Thursday, October 26, 2017

Maryland Homestead Tax Credit

There are two Maryland programs that can provide tax relief on your property taxes.

1. Maryland Homestead Tax Credit

The Maryland Homestead Tax Credit limits the amount by which your property tax assessment can increase on your principal residence to 10% or less each year. (The limit in Howard County is presently set to 5% per year.)

Rising Assessments

What this means is that when your house is reassessed (roughly every 3 years), even if the value of the assessment increases sharply, the amount of the property tax you pay will be limited to increasing by no more than 5% a year in Howard County. Typically the increases are phased in over a 3-year period.

The law was enacted to prevent sharply rising property values from causing financial difficulties for long-time residents, especially retirees on fixed incomes.

But You Must Apply

The caveat is that the Maryland Homestead Tax Credit is not applied to your residence unless you submit an application.
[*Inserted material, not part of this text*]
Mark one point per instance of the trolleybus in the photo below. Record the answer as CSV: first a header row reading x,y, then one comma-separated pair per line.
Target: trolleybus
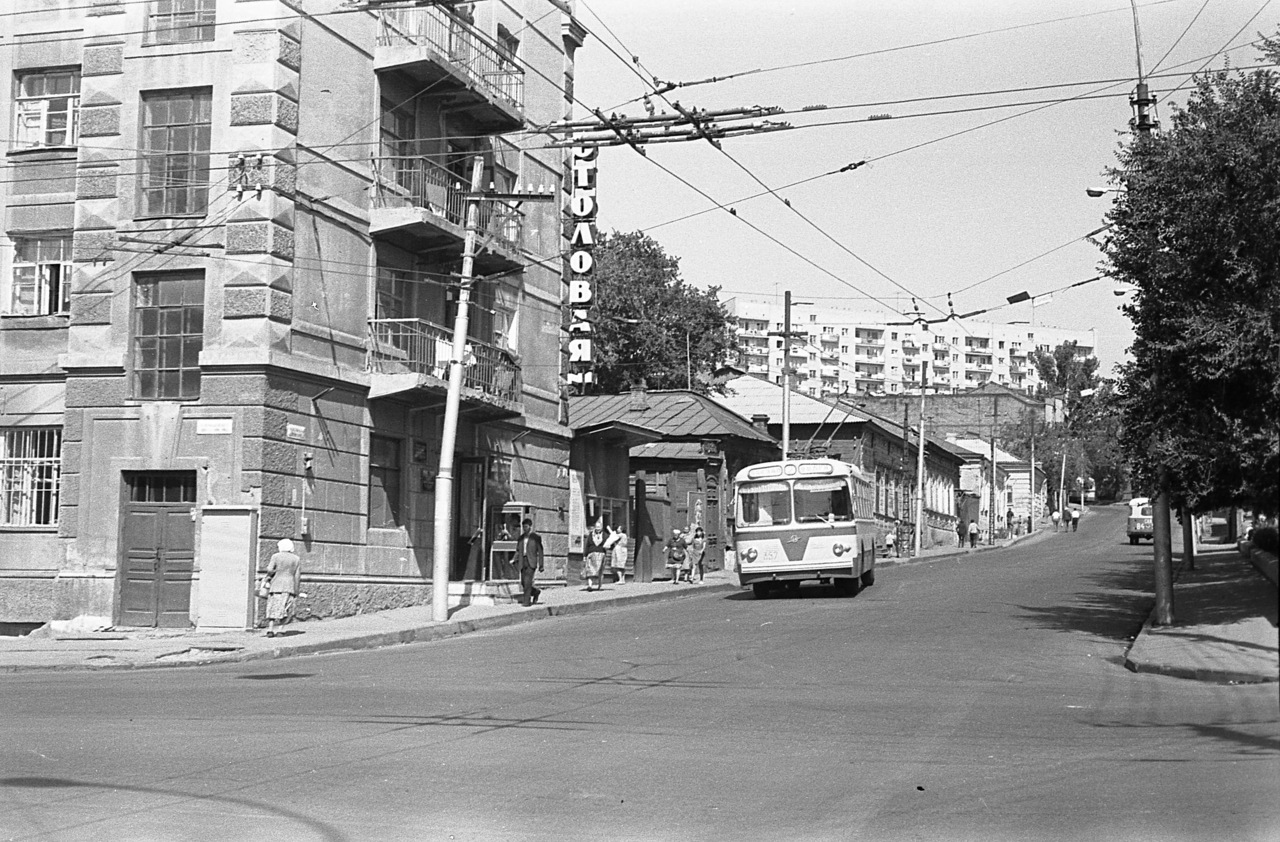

But once approved the credit is automatically applied each year afterwards.

If you're unsure of the status of your Homestead Credit, you can check your property in the Maryland Department of Assessments and Taxation SDAT Real Property Database.

You can apply by mail or online:

2. Homeowners' Property Tax Credit Program

A separate, much less well-known program called the Homeowners' Property Tax Credit limits your property taxes on your primary residence based upon income thresholds.

Since your net worth must also be below $200,000 (not including your residence and retirement accounts) and combined gross household income must be below $60,000 this program most likely would have the biggest benefit if you suffer a sudden, unexpected financial issue such as job loss.

Also, this affects only the taxes from the first $300,000 of assessment valuation.

The maximum property tax varies as household income increases:
  • First $8000 household income: 0%
  • Next $4000 ($8,000-$12,000): 4%
  • Next $4000 ($12,000-$16,000): 6.5%
  • Above $16,000: 9%
Thus if a household meets the other tests (net worth & $300K assessment limit), the most a household earning $60,000 would pay would be: $0 + $160 + $260 + $3960 = $4380 (adding up the maximum in each of the four brackets), though in practice the $300,000 limit would probably come into play as well.

The excess amount would be received as either a credit on that year's tax bill (if approved by the early deadline of May 1), or after that a revised tax bill or tax credit if approved by the final Sept. 1st deadline.